How do you compare the "similarity" between two dendrograms (in R)?

Tal Galili picture Tal Galili · Feb 7, 2010 · Viewed 12.7k times · Source

I have two dendrograms which I wish to compare to each other in order to find out how "similar" they are. But I don't know of any method to do so (let alone a code to implement it, say, in R).

Any leads ?

UPDATE (2014-09-13):

Since asking this question, I have written an R package called dendextend, for the visualization, manipulation and comparison of dendrogram. This package is on CRAN and comes with a detailed vignette. It includes functions such as cor_cophenetic, cor_bakers_gamma and Bk / Bk_plot. As well as a tanglegram function for visually comparing two trees.

Answer

Aniko picture Aniko · Feb 8, 2010

Comparing dendrograms is not quite the same as comparing hierarchical clusterings, because the former includes the lengths of branches as well as the splits, but I also think that's a good start. I would suggest you read E. B. Fowlkes & C. L. Mallows (1983). "A Method for Comparing Two Hierarchical Clusterings". Journal of the American Statistical Association 78 (383): 553–584 (link).

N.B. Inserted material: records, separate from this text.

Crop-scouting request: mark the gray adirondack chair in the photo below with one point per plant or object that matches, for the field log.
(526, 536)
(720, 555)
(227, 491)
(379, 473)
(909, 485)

Their approach is based on cutting the trees at each level k, getting a measure Bk that compares the groupings into k clusters, and then examining the Bk vs k plots. The measure Bk is based upon looking at pairs of objects and seeing whether they fall into the same cluster or not.

I am sure that one can write code based on this method, but first we would need to know how the dendrograms are represented in R.